Die Lehre
Die Lehre,
[
1983-1984] plur. die -n, von dem
Zeitworte lehren. 1. Ein bey verschiedenen Handwerkern und Künstlern übliches
Wort, wo es überhaupt ein Modell, Muster, ein Werkzeug, die Größe oder
Beschaffenheit eines Dinges zu untersuchen, es darnach zu bestimmen, u. s. f.

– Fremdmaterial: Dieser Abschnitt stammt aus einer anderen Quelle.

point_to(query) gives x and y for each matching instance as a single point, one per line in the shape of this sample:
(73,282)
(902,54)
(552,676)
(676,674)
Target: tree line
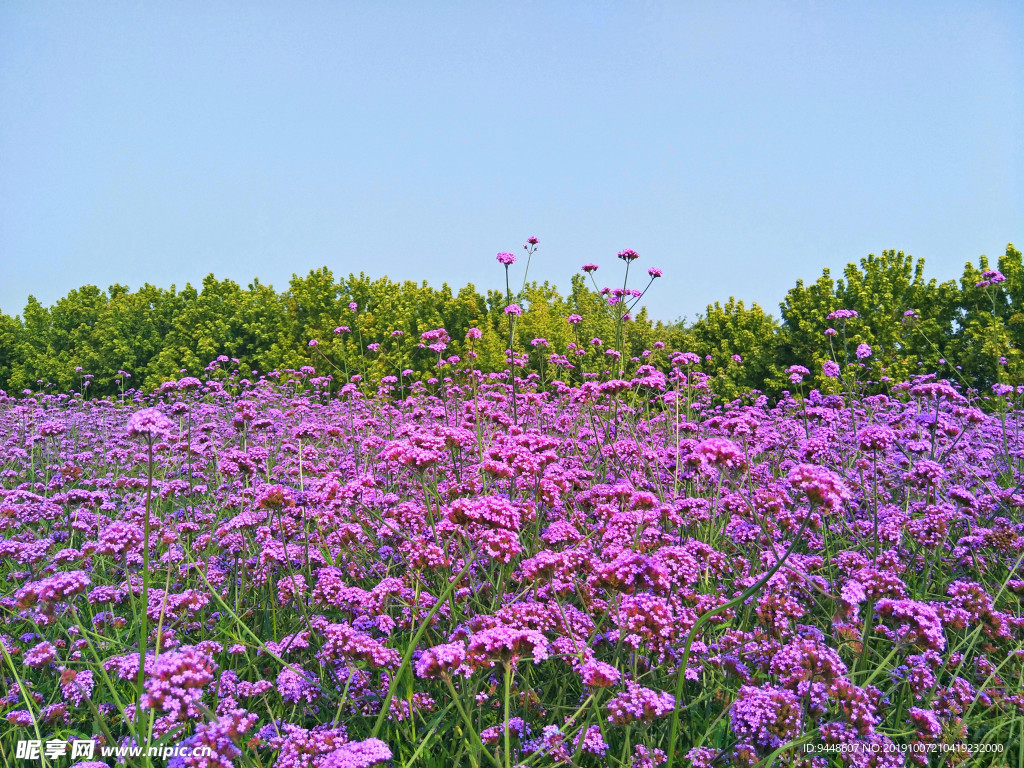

bedeutet. 1. Eigentlich. Bey den Feuerwerkern ist die Lehre, das Lehr, das
Kugellehr, und verderbt des Kugelöhr, ein eisernes Blech, worin die Größe der
Kugeln ausgeschnitten ist, ihren Durchmesser darnach zu bestimmen. Bey den
Maurern wird das Bogengerüst, oder das hölzerne Gerüst, Gewölber und Bogen
darüber aufzuführen; der Lehrbogen, die Bogenlehre, oder nur die Lehre
schlechthin genannt. Bey den Schlössern ist die Lehre bald ein eiserner Stift,
bald auch ein Loch, um zu sehen, ob verschiedene Löcher von gleicher Größe
sind, oder ob verschiedene Dörner oder Stifter einerley Stärke haben; Franz.
Calibre. Bey eben denselben wird auch ein kleines Werkzeug, welches mit der
Stellschraube hin und her geschoben werden kann, allerley Öffnungen damit zu
messen, und welches die Stelle eines Stangenzieles vertritt, die Lehre genannt.

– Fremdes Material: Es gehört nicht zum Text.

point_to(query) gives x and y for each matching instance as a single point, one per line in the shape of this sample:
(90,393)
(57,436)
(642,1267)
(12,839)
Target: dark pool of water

Ein ähnliches Werkzeug derselben, welches gleichfalls diesen Nahmen führet,
dienet dazu, die Röhren in den Schlüsseln zu probieren, ob sie recht gerade
sind. Ja alle stählerne Muster, Schilder, Schlüssellöcher und Bleche darnach
auszuhauen, führen bey ihnen den Nahmen der Lehren. Die Jäger und Fischer
nennen das Strickholz oder Strickbret, vermittelst dessen die Maschen
gestricket werden, die Lehre. Bey den Seilern ist die Lehre ein Rechen mit
kleinen hölzernen Zähnen, zwischen welchen die Spinnfäden geleitet werden. Auch
die Bildhauer pflegen die Modelle oder Muster Lehren zu nennen. In der
Landwirthschaft einiger Gegenden, wird auch der Vorsteckkeil hinten an dem
Walterchen, vermittelst dessen die Räder des Pfluges gestellet werden, von
einigen die Lehre genannt. In diesem Verstande lautet es bald die Lehre, bald
der Leher, und der Lehrer, bald aber auch das Lehr, dagegen es von andern mit
zwey e die Leere geschrieben wird. Allein, wer siehet nicht, daß es so wie die
folgenden Bedeutungen von dem Zeitworte lehren abstammet? Schon bey dem Kero
ist Leera ein Werkzeug, Instrument. 2) Figürlich, der Zustand eines Dinges, da
es der Vorschrift, dem Maße gemäß ist, ohne Plural; in welcher Bedeutung es
besonders bey den Müllern üblich ist, bey welchen der Stein in die Lehre
gebracht wird, wenn man ihn in das Gleichgewicht bringet. Der Stein liegt in
der Lehre, wenn er im Gleichgewicht liegt. 2. In weiterer Bedeutung. 1) Der
Vortrag einer Wahrheit. (a) Im engsten Verstande eine Regel des Verhaltens.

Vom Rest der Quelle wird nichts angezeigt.